Long Term Conclusions Back to contents

Having logged many hours in this pack, I'm somewhat sad to say, it's just not for me. Comfort and volume, or more to the point, not enough of either were the standout negatives in my experience.

The problems I've had with comfort have nothing to do with items inside the pack poking me or with anything rubbing me the wrong way. In fact, the padding on the back panel and on the shoulder straps feels adequate and is still in good shape. The stretchy straps on the shoulder pads have faded in stretch so they are not much of a factor either. I think the overarching issue is simply the torso length. Since day one it has always felt too short. As such, other areas did no ride as well as they must in order to create a comfortable fit. As I mentioned in the Field Report I stopped using the hip belt as a way to alleviate the "ride-up" factor, which helped a little but left the unwanted consequence of a less stable pack and all weight being transferred to my shoulders. Another strike against overall comfort and somewhat of a catch-twenty-two really.

As for my qualms with the Navarino's load capacity, I'm apparently not the type of hiker to just zoom off with a bottle of water and a granola bar, even when I am hiking without my kids or dogs. Despite dropping or rearranging some of my standard gear I felt the pack was always operating at near capacity. This brought on situations in which I either transferred gear to my pockets, a front pack or dog backpack or I didn't carry as much water (a no no in the desert). When the water need could not be overlooked and I was forced to add a hydration reservoir the already overcrowded main compartment became even less capacious. This just doesn't work for me. I like flexibility in a pack and I felt I was always making compromises with the Navarino.

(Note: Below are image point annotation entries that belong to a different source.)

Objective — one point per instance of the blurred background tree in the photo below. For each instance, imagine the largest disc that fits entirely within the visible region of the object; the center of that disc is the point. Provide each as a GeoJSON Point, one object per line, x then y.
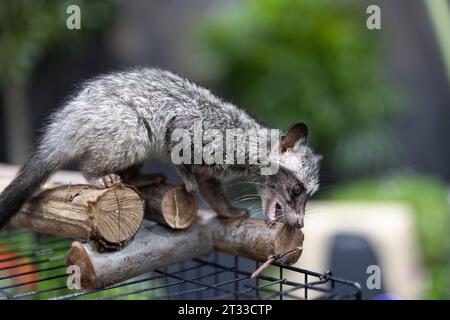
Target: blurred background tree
{"type": "Point", "coordinates": [28, 29]}
{"type": "Point", "coordinates": [313, 61]}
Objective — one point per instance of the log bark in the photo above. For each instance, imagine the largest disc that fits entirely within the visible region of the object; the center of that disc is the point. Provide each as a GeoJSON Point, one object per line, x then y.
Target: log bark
{"type": "Point", "coordinates": [157, 246]}
{"type": "Point", "coordinates": [168, 205]}
{"type": "Point", "coordinates": [251, 238]}
{"type": "Point", "coordinates": [107, 217]}
{"type": "Point", "coordinates": [154, 247]}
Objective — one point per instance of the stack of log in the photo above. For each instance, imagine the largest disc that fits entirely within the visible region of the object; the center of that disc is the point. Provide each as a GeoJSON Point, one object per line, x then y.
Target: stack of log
{"type": "Point", "coordinates": [114, 243]}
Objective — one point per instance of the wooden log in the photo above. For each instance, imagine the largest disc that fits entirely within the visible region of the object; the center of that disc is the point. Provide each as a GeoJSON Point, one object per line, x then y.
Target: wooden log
{"type": "Point", "coordinates": [157, 246]}
{"type": "Point", "coordinates": [168, 205]}
{"type": "Point", "coordinates": [107, 217]}
{"type": "Point", "coordinates": [154, 247]}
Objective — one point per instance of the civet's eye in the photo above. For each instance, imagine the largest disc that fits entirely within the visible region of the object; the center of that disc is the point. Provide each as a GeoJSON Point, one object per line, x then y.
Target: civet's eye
{"type": "Point", "coordinates": [297, 189]}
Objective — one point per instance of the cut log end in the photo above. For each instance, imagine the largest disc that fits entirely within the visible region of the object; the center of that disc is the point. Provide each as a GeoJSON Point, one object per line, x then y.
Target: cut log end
{"type": "Point", "coordinates": [179, 208]}
{"type": "Point", "coordinates": [170, 206]}
{"type": "Point", "coordinates": [116, 215]}
{"type": "Point", "coordinates": [108, 217]}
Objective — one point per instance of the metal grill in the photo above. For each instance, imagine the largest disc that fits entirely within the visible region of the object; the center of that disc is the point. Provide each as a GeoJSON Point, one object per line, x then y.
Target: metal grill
{"type": "Point", "coordinates": [32, 267]}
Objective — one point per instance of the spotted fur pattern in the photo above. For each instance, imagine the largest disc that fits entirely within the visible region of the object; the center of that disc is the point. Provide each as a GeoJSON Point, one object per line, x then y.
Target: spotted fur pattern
{"type": "Point", "coordinates": [119, 120]}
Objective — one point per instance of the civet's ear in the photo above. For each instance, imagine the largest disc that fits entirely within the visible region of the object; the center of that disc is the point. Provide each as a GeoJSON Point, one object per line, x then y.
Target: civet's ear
{"type": "Point", "coordinates": [297, 133]}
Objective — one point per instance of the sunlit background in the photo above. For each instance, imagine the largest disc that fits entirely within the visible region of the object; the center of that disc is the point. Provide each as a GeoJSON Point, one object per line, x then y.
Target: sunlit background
{"type": "Point", "coordinates": [377, 103]}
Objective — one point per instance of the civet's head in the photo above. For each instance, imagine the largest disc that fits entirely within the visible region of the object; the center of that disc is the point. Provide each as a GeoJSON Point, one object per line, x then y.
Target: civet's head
{"type": "Point", "coordinates": [297, 178]}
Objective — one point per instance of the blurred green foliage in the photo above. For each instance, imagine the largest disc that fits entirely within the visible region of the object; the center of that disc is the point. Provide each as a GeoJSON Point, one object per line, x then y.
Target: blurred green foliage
{"type": "Point", "coordinates": [310, 60]}
{"type": "Point", "coordinates": [29, 28]}
{"type": "Point", "coordinates": [428, 196]}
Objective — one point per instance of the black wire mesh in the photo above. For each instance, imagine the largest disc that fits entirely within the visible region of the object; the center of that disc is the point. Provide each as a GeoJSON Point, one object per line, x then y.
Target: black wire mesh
{"type": "Point", "coordinates": [32, 266]}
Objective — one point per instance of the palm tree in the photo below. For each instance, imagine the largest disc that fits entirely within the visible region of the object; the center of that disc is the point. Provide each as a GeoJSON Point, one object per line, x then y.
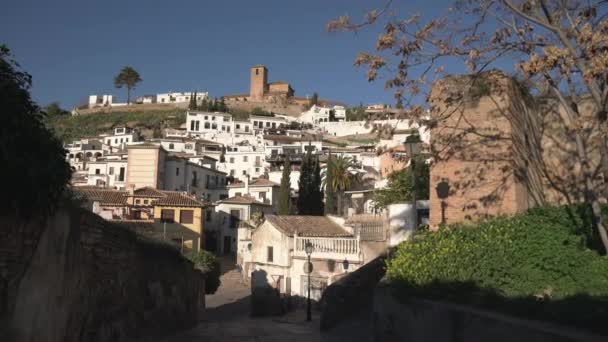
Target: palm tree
{"type": "Point", "coordinates": [342, 176]}
{"type": "Point", "coordinates": [128, 78]}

Additionally, even though the "internal, on-the-fly compression system" is a main feature of this pack, I rarely had the need for it because decreasing the size of the bag would have been counterproductive.

I don't want my whole report to sound negative, however. There are several excellent features on this pack. Firstly, it has held up well to my several times per week use. Even the fabric on the slider to which the sternum strap attaches has lasted. I was sure plastic rubbing on nylon would be a problem but thus far, it has not been. The areas of mesh have also performed better than expected in the desert environment through which I routinely traipse. There were several occasions where the mesh picked up branches or caught on something spiky but no serious entanglements or damage occurred.

Secondly, the exterior compartments all worked really well. These include the pockets on the waist belt, the side compartments and the extendable front pocket. I liked them all. Although hard to open one-handed the waist pouches were roomy enough for everything I needed to store. The side pockets performed beautifully with every water bottle I carried. They were just the right height to keep the bottles stable but still allow access. The only time they failed was when the inside of the main pack body was extra full. This made it much harder to get the bottle in and out without assistance. The extendable front pocket was super handy for quick grab stuff like my fleece or rain jacket. I only wish it was bigger.

Final Thoughts Back to contents

The Gregory Navarino Women's Daypack has some well thought-out concepts but it didn't work for my style of day hiking. I need a pack with a bit more storage capacity and one that works more effectively for my torso size. Unfortunately, the Navarino missed the mark on both these needs. It did meet my expectations regarding the quality and durability of its materials which held up well and didn't retain any noticeable odors over the four month testing period.

My thanks to Gregory and Backpackgeartest.org for the opportunity to be involved with this test series. It's been interesting and I hope my experiences and comments prove useful.